Dalam perjanjian itu, Pemkot Bekasi wajib menyediakan lahan seluas 3,2 hektar atau senilai Rp17.184.000, beserta bangunan yang telah terbangun seluas 200 meter persegi. Sementara PT Nusa Wijaya Abadi wajib menyediakan modal investasi Rp1.598.862.000.000 untuk melaksanakan pemrosesan Refused Derived Fuel (Bahan Bakar Pengganti), dalam hal ini membangun Pembangkit Listrik Tenaga Sampah.

Dari segi kontribusi keuntungan bagi Pemkot Bekasi, PT Nusa Wijaya Abadi hanya memberikan 10 persen dari hasil penjualan listrik kepada PLN (Perusahaan Listrik Negara). Pemberian 10 persen berlaku di bulan kedua tahun ke-16, itu pun jika dinyatakan layak oleh jasa akuntan publik.

Singkatnya, Pemkot Bekasi hanya menginginkan tumpukan sampah di TPSA Sumurbatu dimusnahkan oleh operator.

PT Nusa Wijaya Abadi juga mendapat keuntungan dalam urusan perizinan. Sesuai isi perjanjian, Pemkot Bekasi berkewajiban mengurusi perizinan PLTSA Sumurbatu.

Selain itu, PT Nusa Wijaya Abadi menerima pemberian insentif perizinan terkait pengendalian tata ruang Kota Bekasi. Seperti tertuang dalam Instruksi Wali Kota Bekasi Nomor 134.4/4543/KSI.

Permainan Tabudi TPAS Sumurbatu

Di luar perjanjian, PT Nusa Wijaya Abadi bahkan diberikan sejumlah fasilitas seperti biaya Bahan Bakar Minyak (BBM) plus gaji supir eskavator pengangkut sampah ke lokasi PLTSA secara gratis.
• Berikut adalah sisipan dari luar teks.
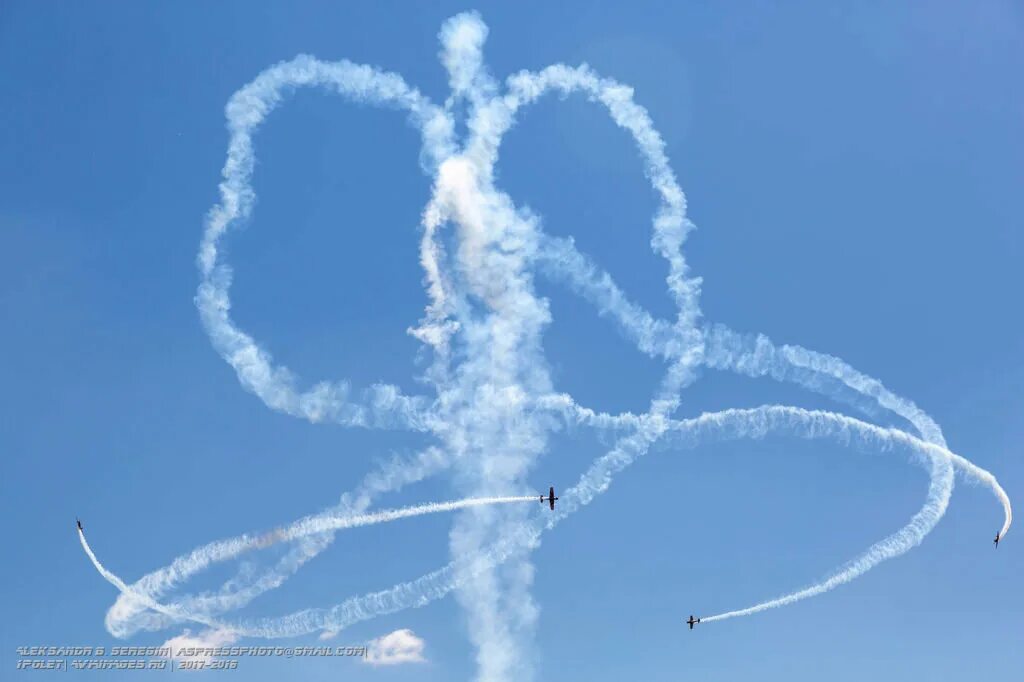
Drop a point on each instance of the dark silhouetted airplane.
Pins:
(551, 497)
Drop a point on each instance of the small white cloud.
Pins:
(398, 647)
(206, 639)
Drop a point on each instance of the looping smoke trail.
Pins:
(494, 405)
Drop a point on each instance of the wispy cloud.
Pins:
(204, 640)
(400, 646)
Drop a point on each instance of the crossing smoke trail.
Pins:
(494, 403)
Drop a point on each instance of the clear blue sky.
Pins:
(855, 176)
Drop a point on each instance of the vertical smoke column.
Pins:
(496, 322)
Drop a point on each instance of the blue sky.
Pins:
(855, 179)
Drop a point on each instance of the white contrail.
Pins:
(495, 406)
(160, 582)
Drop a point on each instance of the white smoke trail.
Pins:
(494, 403)
(146, 591)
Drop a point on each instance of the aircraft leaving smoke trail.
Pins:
(495, 403)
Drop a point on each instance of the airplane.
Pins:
(551, 497)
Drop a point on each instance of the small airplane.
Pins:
(551, 497)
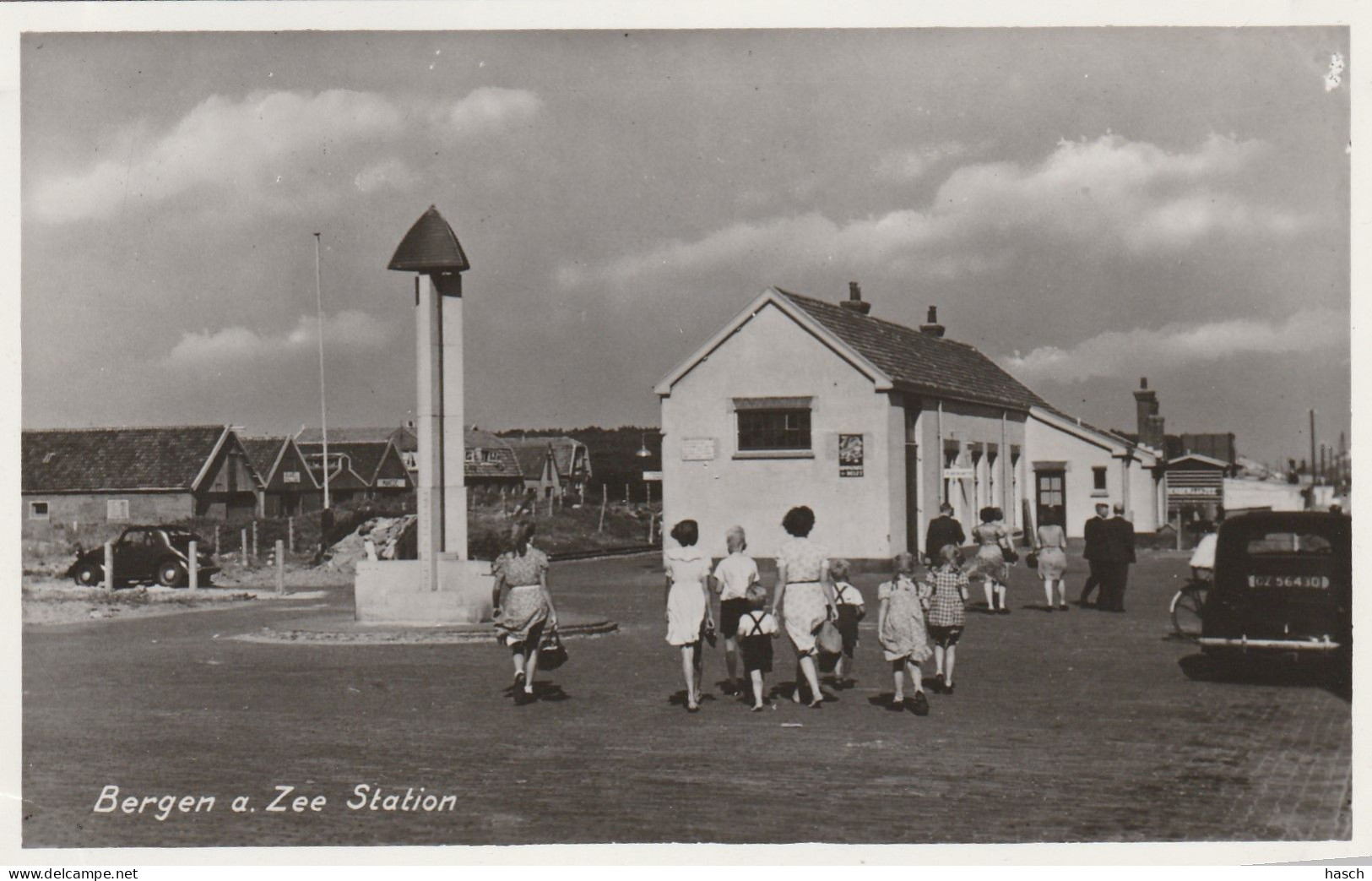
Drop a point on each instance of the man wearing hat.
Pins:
(1095, 553)
(1120, 555)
Nilainya sekitar Rp6 miliar pada anggaran tahun 2018.

Kepala Dinas Lingkungan Hidup Kota Bekasi, Jumhana Lutfi, membenarkan ada fasilitas lebih yang diberikan kepada PT Nusa Wijaya Abadi. Namun, ia membantah jika fasilitas tersebut diberikan karena ada tekanan dari wali kota.
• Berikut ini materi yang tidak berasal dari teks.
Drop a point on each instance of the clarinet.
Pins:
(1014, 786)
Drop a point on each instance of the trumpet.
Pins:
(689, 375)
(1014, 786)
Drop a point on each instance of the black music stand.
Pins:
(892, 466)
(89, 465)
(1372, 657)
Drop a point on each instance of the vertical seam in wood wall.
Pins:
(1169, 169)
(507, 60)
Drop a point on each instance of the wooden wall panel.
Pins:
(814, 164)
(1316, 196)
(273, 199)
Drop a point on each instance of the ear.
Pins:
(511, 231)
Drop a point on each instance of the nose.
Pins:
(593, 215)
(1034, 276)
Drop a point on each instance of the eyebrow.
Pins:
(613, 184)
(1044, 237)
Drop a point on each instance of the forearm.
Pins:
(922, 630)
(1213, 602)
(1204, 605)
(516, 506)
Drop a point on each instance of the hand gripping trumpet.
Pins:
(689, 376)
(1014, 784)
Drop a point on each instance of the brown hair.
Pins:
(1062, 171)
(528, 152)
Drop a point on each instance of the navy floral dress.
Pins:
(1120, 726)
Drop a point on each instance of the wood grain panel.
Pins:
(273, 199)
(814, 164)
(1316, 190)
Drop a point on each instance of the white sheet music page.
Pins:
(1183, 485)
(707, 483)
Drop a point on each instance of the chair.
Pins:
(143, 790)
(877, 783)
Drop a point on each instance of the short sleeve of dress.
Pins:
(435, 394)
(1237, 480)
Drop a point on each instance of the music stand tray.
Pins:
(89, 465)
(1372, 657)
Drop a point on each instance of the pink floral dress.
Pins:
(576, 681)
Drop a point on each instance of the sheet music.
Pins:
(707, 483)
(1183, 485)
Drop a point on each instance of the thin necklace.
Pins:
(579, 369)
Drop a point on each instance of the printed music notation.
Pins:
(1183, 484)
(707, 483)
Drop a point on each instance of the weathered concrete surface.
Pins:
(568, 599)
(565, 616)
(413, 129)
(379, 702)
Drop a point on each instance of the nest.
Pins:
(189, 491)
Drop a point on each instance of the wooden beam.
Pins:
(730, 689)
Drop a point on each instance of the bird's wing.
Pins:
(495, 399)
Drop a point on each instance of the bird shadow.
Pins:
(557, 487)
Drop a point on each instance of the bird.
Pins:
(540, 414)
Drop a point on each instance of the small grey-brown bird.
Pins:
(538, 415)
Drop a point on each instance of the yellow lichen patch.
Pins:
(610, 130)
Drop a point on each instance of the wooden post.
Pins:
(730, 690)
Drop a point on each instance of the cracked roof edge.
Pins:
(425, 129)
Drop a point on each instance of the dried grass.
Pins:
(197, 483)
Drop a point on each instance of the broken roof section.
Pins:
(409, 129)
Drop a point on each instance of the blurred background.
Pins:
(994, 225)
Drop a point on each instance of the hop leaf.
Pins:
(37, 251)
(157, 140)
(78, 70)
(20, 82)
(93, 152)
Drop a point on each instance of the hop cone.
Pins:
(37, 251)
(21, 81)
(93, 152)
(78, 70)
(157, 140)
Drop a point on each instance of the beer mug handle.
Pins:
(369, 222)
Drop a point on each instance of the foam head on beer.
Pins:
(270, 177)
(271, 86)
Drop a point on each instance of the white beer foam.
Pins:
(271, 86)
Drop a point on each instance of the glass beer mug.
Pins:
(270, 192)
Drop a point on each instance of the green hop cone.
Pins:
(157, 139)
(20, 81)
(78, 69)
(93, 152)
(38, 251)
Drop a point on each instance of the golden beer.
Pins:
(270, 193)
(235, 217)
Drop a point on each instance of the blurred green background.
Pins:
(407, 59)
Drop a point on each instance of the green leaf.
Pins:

“Bukan diperintah Pak Wali Kota. Tapi konsekuensi dari perjanjian kerja sama yang diatur antarpihak. Prinsipnya proyek ini adalah inovasi untuk mengatasi sampah bahkan dapat bermanfaat untuk energi listrik” jelas Jumhana.

(Baca: Ngeri-ngeri Sedap Retribusi Sampah)

Dengan sejumlah fasilitas yang diterima selama setahun belakangan dari Pemkot Bekasi, apa yang sudah dilakukan PT Nusa Wijaya Abadi? Teddy Sujarwanto mengatakan bahwa perusahaannya sudah bisa menghasilkan lisrtik dari sampah yang mereka kelola. Hanya saja, listrik tersebut masih sebatas untuk memenuhi kebutuhan internal.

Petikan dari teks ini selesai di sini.